Stein ran in the 2016 election and won 132,000 votes across the battleground states of Wisconsin, Michigan and Pennsylvania. Together, the three states are worth 44 electoral votes.

In these three states, Democrat Hilary Clinton lost by a combined 77,000 votes. Despite winning the popular vote, Clinton therefore lost the Electoral College vote to Trump, who won 304 votes compared to Clinton’s 227.

The Republican frontrunner beat Clinton in Michigan by a 0.3 percentage point margin, in Pennsylvania by a 0.7 point margin and in Wisconsin by a 0.7 point margin. These narrow victories gave him a combined 44 electoral votes from the three states.

In November 2016, an analysis cited by Vox suggested that if every Stein voter had voted for Clinton instead, she could have won Wisconsin, Michigan and Pennsylvania, and therefore the election.

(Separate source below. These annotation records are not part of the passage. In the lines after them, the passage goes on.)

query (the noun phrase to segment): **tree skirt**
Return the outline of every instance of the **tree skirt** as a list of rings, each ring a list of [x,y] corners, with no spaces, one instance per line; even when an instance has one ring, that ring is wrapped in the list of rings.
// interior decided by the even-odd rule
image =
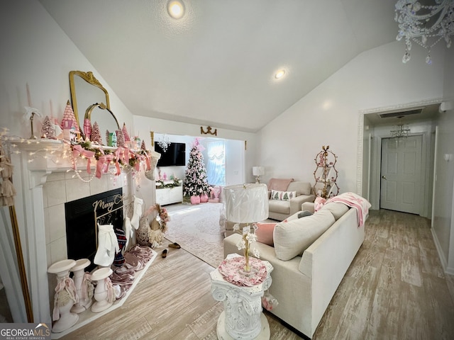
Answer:
[[[223,203],[166,207],[170,217],[165,238],[214,268],[224,259]],[[222,215],[222,218],[221,218]]]

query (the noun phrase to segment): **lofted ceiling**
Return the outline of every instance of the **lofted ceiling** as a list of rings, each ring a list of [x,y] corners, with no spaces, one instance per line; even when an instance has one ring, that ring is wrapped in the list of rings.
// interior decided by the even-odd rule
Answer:
[[[397,32],[394,0],[40,1],[133,114],[245,132]]]

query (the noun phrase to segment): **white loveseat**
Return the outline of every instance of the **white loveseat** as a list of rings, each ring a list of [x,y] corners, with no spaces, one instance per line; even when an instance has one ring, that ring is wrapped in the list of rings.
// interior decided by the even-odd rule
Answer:
[[[274,191],[272,191],[270,187],[270,185],[268,184],[269,218],[272,220],[282,221],[291,215],[301,210],[302,203],[304,202],[314,202],[315,199],[315,195],[311,193],[312,187],[309,182],[300,181],[290,182],[284,192],[294,192],[295,196],[288,200],[275,199],[272,195]]]
[[[310,205],[304,203],[305,208]],[[327,203],[310,216],[297,215],[276,225],[274,247],[260,242],[253,246],[274,267],[270,293],[279,305],[271,312],[312,338],[362,244],[365,227],[358,227],[357,210],[340,203]],[[226,256],[242,254],[236,246],[240,238],[233,234],[224,239]]]

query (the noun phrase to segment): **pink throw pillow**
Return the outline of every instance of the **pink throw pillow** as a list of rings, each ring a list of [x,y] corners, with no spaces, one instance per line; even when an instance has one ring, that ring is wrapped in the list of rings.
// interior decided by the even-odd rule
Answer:
[[[272,232],[275,231],[275,226],[277,223],[257,223],[258,229],[255,230],[257,241],[273,246],[275,242],[272,238]]]

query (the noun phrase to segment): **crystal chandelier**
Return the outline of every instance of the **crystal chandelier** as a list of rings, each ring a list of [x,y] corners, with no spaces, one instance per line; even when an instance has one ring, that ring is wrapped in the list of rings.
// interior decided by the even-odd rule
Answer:
[[[170,141],[169,140],[169,137],[165,135],[163,135],[162,137],[157,141],[157,144],[162,149],[164,152],[167,152],[167,148],[169,145],[170,145]]]
[[[435,4],[431,4],[435,1]],[[427,50],[426,62],[432,64],[431,49],[442,39],[451,45],[454,34],[453,0],[399,0],[394,20],[399,23],[397,40],[405,38],[402,62],[410,60],[411,40]]]
[[[398,124],[395,125],[394,130],[392,130],[390,132],[391,137],[397,137],[398,138],[401,137],[408,137],[409,133],[410,133],[410,128],[408,125]]]

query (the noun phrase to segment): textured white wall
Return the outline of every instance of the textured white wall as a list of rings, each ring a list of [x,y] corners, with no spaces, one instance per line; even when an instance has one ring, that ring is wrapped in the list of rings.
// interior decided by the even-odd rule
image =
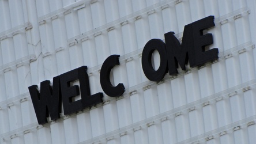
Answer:
[[[146,42],[170,31],[181,41],[185,25],[210,15],[218,60],[149,81]],[[256,142],[254,0],[0,0],[0,20],[1,143]],[[99,70],[112,54],[123,96],[38,125],[28,86],[85,65],[91,93],[103,92]]]

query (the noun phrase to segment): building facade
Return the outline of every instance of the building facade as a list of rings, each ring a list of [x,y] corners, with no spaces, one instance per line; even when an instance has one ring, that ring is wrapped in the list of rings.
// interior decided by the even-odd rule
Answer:
[[[146,43],[166,43],[169,32],[182,43],[185,25],[209,16],[215,25],[200,33],[213,43],[202,51],[217,48],[219,58],[149,80]],[[0,0],[0,143],[256,142],[255,1]],[[120,63],[110,81],[125,88],[118,97],[100,81],[112,55]],[[159,53],[152,57],[157,70]],[[53,88],[53,78],[83,66],[102,102],[67,115],[62,107],[59,119],[39,124],[28,88],[42,93],[40,82]],[[68,87],[81,93],[80,81]]]

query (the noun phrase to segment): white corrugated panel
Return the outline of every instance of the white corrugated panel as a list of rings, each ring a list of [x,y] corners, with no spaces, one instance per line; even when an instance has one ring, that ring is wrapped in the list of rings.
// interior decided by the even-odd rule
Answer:
[[[218,48],[219,58],[148,80],[147,41],[170,31],[182,41],[185,25],[210,15],[209,48]],[[1,143],[256,142],[254,0],[0,0],[0,19]],[[121,56],[111,82],[126,88],[118,98],[100,84],[112,54]],[[104,102],[39,125],[28,86],[82,66],[91,94],[103,92]]]

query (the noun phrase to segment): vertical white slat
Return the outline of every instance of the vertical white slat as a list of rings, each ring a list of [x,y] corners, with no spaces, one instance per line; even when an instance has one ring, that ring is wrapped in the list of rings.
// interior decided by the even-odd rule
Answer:
[[[77,10],[80,33],[86,32],[93,28],[91,7],[86,5],[85,7]]]
[[[220,16],[232,12],[232,11],[233,10],[232,3],[232,2],[231,0],[218,0],[218,6],[220,12]]]
[[[8,109],[7,107],[1,107],[0,109],[0,134],[2,134],[10,131],[10,122],[8,118]]]
[[[52,143],[51,130],[48,127],[38,126],[37,128],[38,143]],[[55,138],[54,137],[52,138]]]
[[[237,46],[235,24],[231,21],[221,25],[223,37],[224,50],[226,51]]]
[[[19,59],[28,55],[28,50],[26,35],[17,34],[13,36],[14,46],[15,49],[16,59]],[[18,74],[18,82],[20,86],[20,94],[24,93],[27,90],[28,86],[31,83],[31,75],[29,74],[29,65],[27,64],[19,64],[16,65]]]
[[[20,103],[9,104],[8,113],[10,131],[19,128],[22,126],[21,109]]]
[[[125,17],[133,12],[133,5],[131,1],[118,0],[118,2],[120,18]]]
[[[112,29],[113,28],[113,29]],[[122,31],[120,28],[109,28],[108,31],[110,55],[118,54],[122,56],[125,54],[122,41]]]
[[[152,61],[152,65],[155,65],[155,63],[160,65],[160,56],[159,56],[159,54],[158,54],[158,52],[157,51],[153,51],[153,52],[152,54],[152,56],[153,56],[153,59],[152,59],[152,60],[153,60],[153,61],[154,61],[154,62]],[[159,62],[157,63],[157,62]],[[143,69],[142,69],[142,56],[140,56],[140,57],[139,57],[139,60],[138,60],[137,65],[140,65],[140,66],[138,66],[140,69],[138,70],[138,73],[141,74],[141,82],[148,81],[149,79],[146,77],[146,75],[145,75],[144,71],[143,71]],[[155,67],[155,66],[154,66],[154,67]]]
[[[235,144],[238,143],[249,143],[247,131],[245,128],[242,128],[236,130],[234,132],[234,138]]]
[[[119,18],[118,0],[104,1],[105,16],[107,23],[115,21]]]
[[[65,117],[63,125],[66,143],[77,143],[79,142],[78,124],[76,116]]]
[[[98,28],[106,22],[103,1],[97,1],[91,3],[92,23],[94,28]]]
[[[44,72],[44,78],[43,79],[51,79],[53,77],[58,75],[58,69],[56,66],[57,60],[55,55],[47,55],[43,57],[43,63],[40,63],[41,65],[43,65],[42,69],[44,70],[43,71],[43,72]],[[40,59],[38,60],[38,61]],[[40,82],[40,81],[37,84],[39,84]]]
[[[31,100],[27,100],[27,98],[23,98],[21,100],[20,105],[23,126],[37,123],[37,120]]]
[[[146,1],[136,1],[132,0],[133,12],[136,12],[146,7]]]
[[[15,27],[24,23],[23,7],[21,1],[9,1],[10,15],[12,21],[12,26]]]
[[[205,10],[204,7],[203,0],[189,1],[189,5],[190,8],[190,15],[192,21],[195,21],[202,19],[206,16],[205,16]]]
[[[107,144],[119,144],[121,143],[121,141],[120,139],[120,137],[111,137],[111,138],[109,138],[110,140],[107,139]]]
[[[30,63],[31,84],[39,84],[45,80],[43,65],[42,55],[39,55],[37,57],[37,60]]]
[[[236,10],[240,9],[243,7],[246,7],[246,1],[245,1],[245,0],[232,1],[232,3],[233,4],[232,5],[233,10]]]
[[[136,123],[146,118],[144,97],[141,93],[135,93],[130,96],[131,101],[133,122]]]
[[[218,127],[216,108],[214,104],[210,104],[202,107],[205,132],[215,130]]]
[[[25,64],[17,67],[17,71],[18,73],[19,93],[23,94],[28,92],[28,87],[31,84],[30,66],[28,64]]]
[[[52,122],[50,127],[52,143],[66,143],[63,120]]]
[[[39,143],[37,139],[36,131],[24,132],[24,143]]]
[[[247,128],[249,143],[253,143],[256,141],[256,125],[249,126]]]
[[[98,63],[94,39],[86,40],[82,42],[84,63],[88,69],[96,66]]]
[[[84,57],[81,45],[74,45],[69,47],[71,69],[74,69],[84,65]]]
[[[106,132],[109,132],[119,128],[116,101],[110,101],[103,105],[104,119]]]
[[[120,139],[122,144],[135,143],[133,131],[127,134],[121,135]]]
[[[175,127],[175,120],[174,118],[162,119],[163,143],[175,143],[177,142],[177,137]]]
[[[59,74],[64,73],[70,70],[70,60],[69,50],[67,47],[67,34],[63,17],[59,17],[52,21],[55,48],[63,49],[56,53],[57,62]]]
[[[50,12],[50,5],[48,1],[36,0],[36,4],[37,17],[46,15]]]
[[[213,138],[213,139],[210,139],[206,141],[206,144],[219,144],[220,143],[220,141],[219,138]]]
[[[174,108],[171,83],[167,81],[157,85],[157,95],[159,102],[160,112],[170,111]]]
[[[250,50],[239,54],[240,69],[243,83],[255,78],[253,50]]]
[[[22,1],[23,2],[23,1]],[[33,28],[28,31],[27,31],[27,39],[28,40],[28,45],[29,45],[33,47],[33,50],[36,49],[38,43],[40,42],[40,32],[39,32],[39,25],[37,22],[37,7],[36,5],[35,1],[27,1],[27,9],[28,14],[28,21],[33,25]],[[28,9],[28,7],[29,7]],[[32,45],[32,46],[31,46]],[[30,50],[29,48],[29,53],[34,54],[35,52]]]
[[[159,123],[148,126],[148,141],[149,143],[163,143],[162,131],[161,125]]]
[[[217,1],[207,1],[205,3],[213,3],[213,5],[216,6]],[[219,11],[216,9],[216,7],[212,7],[207,4],[207,7],[205,6],[205,9],[206,12],[208,11],[209,9],[211,12],[211,14],[214,16],[215,18],[219,17]],[[207,13],[207,12],[206,12]],[[206,16],[210,15],[208,14]],[[215,20],[216,21],[216,20]],[[213,43],[208,46],[209,49],[211,50],[214,48],[217,48],[219,50],[219,53],[221,54],[224,51],[223,43],[223,37],[221,35],[221,28],[219,25],[219,24],[216,23],[216,26],[214,26],[213,28],[209,29],[208,31],[208,33],[212,33],[213,35]],[[224,41],[223,41],[224,42]],[[208,48],[207,47],[206,48]],[[228,82],[227,79],[227,71],[225,70],[225,61],[217,61],[217,62],[214,63],[212,65],[212,70],[213,78],[213,84],[214,89],[215,93],[220,92],[221,91],[224,90],[228,88]]]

Kopko said this can be misleading. If Stein had not been on the ballot, it is unlikely that all Stein voters would have voted for Clinton. “Some voters would become disillusioned and not vote at all, or find another third-party candidate to vote for,” he said.

Did other third-party candidates influence the election results?

In the 2000 US presidential election, Green Party candidates Ralph Nader and Winona LaDuke ran on the party’s ticket and ended up winning 2.7 percent of the popular vote. Nader made inroads in the swing states of Florida and New Hampshire, and it is believed that this allowed the states to flip from the Democrats to the Republicans.

This gave rise to speculation that the Green Party ticket was eating into the vote share of Democrat Al Gore to shore up a Republican George Bush victory. The Green Party rejected that.

Gore won more than half a million votes and conceded only after a months-long legal battle.

The two-party political system has made it difficult for third parties to tamper with the election results.

Only four third-party candidates have been able to win the electoral college vote since 1920. They are – Robert La Follette, who won 13 electoral votes in 1924; Strom Thurmond, who won 39 in 1948; George Wallace, who won 45 in 1968; and John Hospers, who won one electoral vote cast by a faithless elector in 1972.